Paddington Green Police Station was a Metropolitan Police Service station located in Paddington, Central London, England, active from 1971 to 2018.

== History ==
The building was designed by John Innes Elliott and was completed in 1971. As well as providing local services, the station was used as an interrogation centre for prisoners suspected of terrorism. Underneath the station were sixteen cells located below ground level, which had a separate custody suite from the building's other cells.

High-profile terrorist suspects arrested across the UK were often taken to Paddington Green Police Station for interrogation, and holding until escorted to a court of law. Suspects who have been held there include members of the IRA, the British nationals released from Guantanamo Bay, and the 21 July 2005 London bombers.

On 10 October 1992, an IRA bomb exploded in a phone box outside the police station, injuring one person.

== Refurbishment ==
In 2007, a joint parliamentary human rights committee stated that the old and decrepit police station was "plainly inadequate" to hold such high-risk prisoners. Lord Carlile, the official reviewer of the government's terrorism laws, said the Metropolitan Police needed a new custody suite suitable for up to 30 terrorism suspects. The old cells were 12-foot square, contained no windows and were reportedly too hot in the summer and too cold in winter.

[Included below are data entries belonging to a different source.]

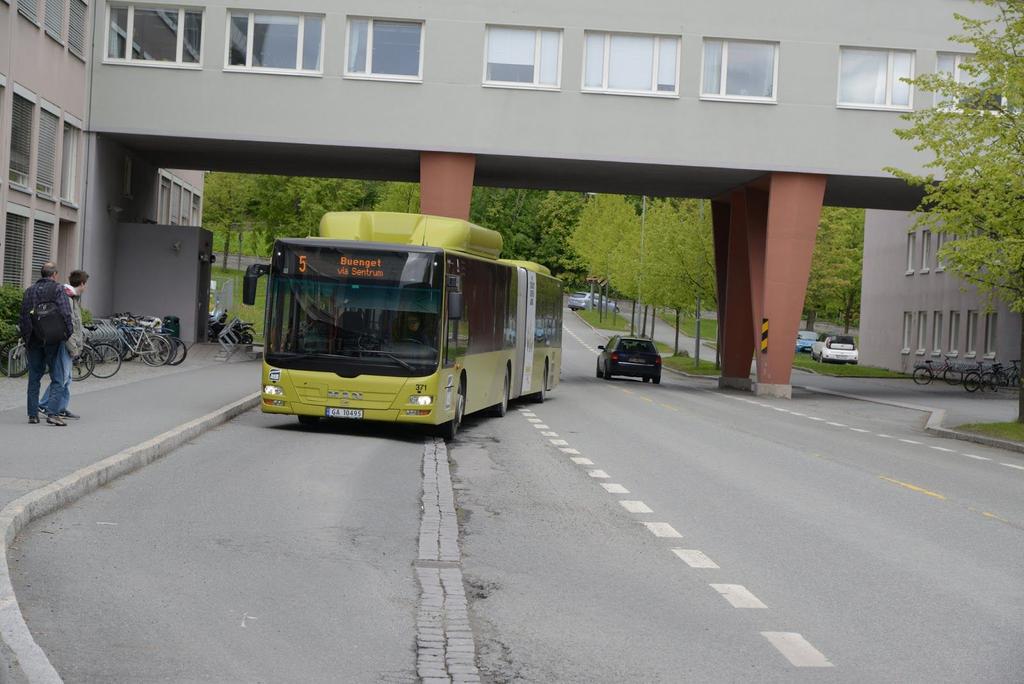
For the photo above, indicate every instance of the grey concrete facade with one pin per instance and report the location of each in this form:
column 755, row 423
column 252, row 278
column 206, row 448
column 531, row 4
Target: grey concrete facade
column 665, row 143
column 914, row 309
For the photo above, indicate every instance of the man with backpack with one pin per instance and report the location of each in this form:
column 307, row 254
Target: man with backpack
column 45, row 324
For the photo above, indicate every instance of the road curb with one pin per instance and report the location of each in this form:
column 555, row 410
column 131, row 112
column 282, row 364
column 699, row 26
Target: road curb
column 934, row 424
column 23, row 659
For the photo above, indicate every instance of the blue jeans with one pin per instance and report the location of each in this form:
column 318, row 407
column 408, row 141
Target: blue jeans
column 61, row 369
column 41, row 358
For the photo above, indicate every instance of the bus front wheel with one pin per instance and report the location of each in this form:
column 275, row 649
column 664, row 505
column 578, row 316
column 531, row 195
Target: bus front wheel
column 451, row 429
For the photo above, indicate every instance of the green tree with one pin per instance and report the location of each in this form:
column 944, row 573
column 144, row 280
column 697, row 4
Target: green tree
column 976, row 140
column 834, row 286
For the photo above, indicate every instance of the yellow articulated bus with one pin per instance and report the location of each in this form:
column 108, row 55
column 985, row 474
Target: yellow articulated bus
column 404, row 317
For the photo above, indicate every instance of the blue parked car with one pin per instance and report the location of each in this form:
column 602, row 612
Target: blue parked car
column 806, row 340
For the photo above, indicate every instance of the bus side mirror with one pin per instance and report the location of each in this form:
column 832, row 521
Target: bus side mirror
column 455, row 305
column 249, row 282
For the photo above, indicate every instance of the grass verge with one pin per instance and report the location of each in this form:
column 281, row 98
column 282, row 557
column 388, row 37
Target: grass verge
column 843, row 370
column 1012, row 431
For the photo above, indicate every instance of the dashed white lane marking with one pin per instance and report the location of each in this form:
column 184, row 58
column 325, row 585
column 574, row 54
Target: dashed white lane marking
column 694, row 558
column 738, row 596
column 797, row 649
column 663, row 529
column 635, row 506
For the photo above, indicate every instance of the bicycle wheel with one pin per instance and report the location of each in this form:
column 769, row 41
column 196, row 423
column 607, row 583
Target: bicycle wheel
column 972, row 381
column 923, row 376
column 154, row 350
column 107, row 359
column 179, row 351
column 81, row 368
column 17, row 360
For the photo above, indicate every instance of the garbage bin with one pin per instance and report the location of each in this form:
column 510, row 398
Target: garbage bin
column 172, row 326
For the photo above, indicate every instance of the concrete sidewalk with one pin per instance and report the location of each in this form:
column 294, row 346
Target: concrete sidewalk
column 134, row 405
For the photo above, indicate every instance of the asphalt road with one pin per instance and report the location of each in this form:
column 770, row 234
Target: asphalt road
column 679, row 533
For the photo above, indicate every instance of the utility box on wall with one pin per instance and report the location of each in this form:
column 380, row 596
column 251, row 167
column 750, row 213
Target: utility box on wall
column 164, row 270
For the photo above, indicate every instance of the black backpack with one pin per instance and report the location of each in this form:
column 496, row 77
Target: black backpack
column 47, row 323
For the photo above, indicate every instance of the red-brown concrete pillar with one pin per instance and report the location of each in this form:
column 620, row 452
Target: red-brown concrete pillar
column 794, row 210
column 734, row 319
column 446, row 183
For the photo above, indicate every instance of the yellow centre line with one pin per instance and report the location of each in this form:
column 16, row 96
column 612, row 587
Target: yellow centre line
column 912, row 487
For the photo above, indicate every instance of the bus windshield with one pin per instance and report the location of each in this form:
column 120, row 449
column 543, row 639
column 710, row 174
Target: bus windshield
column 354, row 310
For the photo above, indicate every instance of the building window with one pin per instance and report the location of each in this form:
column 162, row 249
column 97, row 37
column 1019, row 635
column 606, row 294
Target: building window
column 13, row 249
column 990, row 331
column 972, row 333
column 167, row 36
column 380, row 48
column 631, row 63
column 953, row 345
column 30, row 8
column 46, row 153
column 911, row 246
column 922, row 331
column 164, row 213
column 926, row 250
column 53, row 18
column 20, row 141
column 870, row 78
column 523, row 56
column 259, row 41
column 69, row 163
column 739, row 70
column 42, row 245
column 77, row 12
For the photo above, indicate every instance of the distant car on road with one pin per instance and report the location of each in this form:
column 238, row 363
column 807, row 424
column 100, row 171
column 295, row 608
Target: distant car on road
column 835, row 349
column 583, row 300
column 632, row 356
column 806, row 340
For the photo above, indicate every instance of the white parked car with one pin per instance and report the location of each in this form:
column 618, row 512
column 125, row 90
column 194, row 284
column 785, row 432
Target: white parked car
column 835, row 349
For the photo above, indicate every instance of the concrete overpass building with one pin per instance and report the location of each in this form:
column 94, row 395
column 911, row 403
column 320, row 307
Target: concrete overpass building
column 769, row 109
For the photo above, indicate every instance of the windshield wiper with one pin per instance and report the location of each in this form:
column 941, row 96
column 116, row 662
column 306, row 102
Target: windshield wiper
column 389, row 355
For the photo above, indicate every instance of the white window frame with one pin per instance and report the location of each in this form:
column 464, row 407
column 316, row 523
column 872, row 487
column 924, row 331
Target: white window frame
column 937, row 331
column 130, row 30
column 911, row 249
column 248, row 68
column 605, row 90
column 926, row 251
column 537, row 59
column 369, row 74
column 890, row 82
column 722, row 96
column 907, row 331
column 954, row 318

Refurbishments were made in 2009 at a cost of £490,000. In later years, suspects had access to an audio-visual system on which they could watch films and listen to music whilst incarcerated. This system was added because it was deemed inhumane to keep people locked up for up to 28 days without any stimulation. The cells were lined with brown paper before suspects arrive so that any traces of explosives found on their bodies can be proven not to have been picked up from the cells.

== Closure ==
The station closed in late 2018.

In February 2020, the closed station was occupied by anarchist group the Green Anti-Capitalist Front, who said they intended to turn the space into a community centre. They discovered that the police station was being used for police firearms training, which had to be rescheduled.

In September 2024 the demolition of the former Police Station was completed.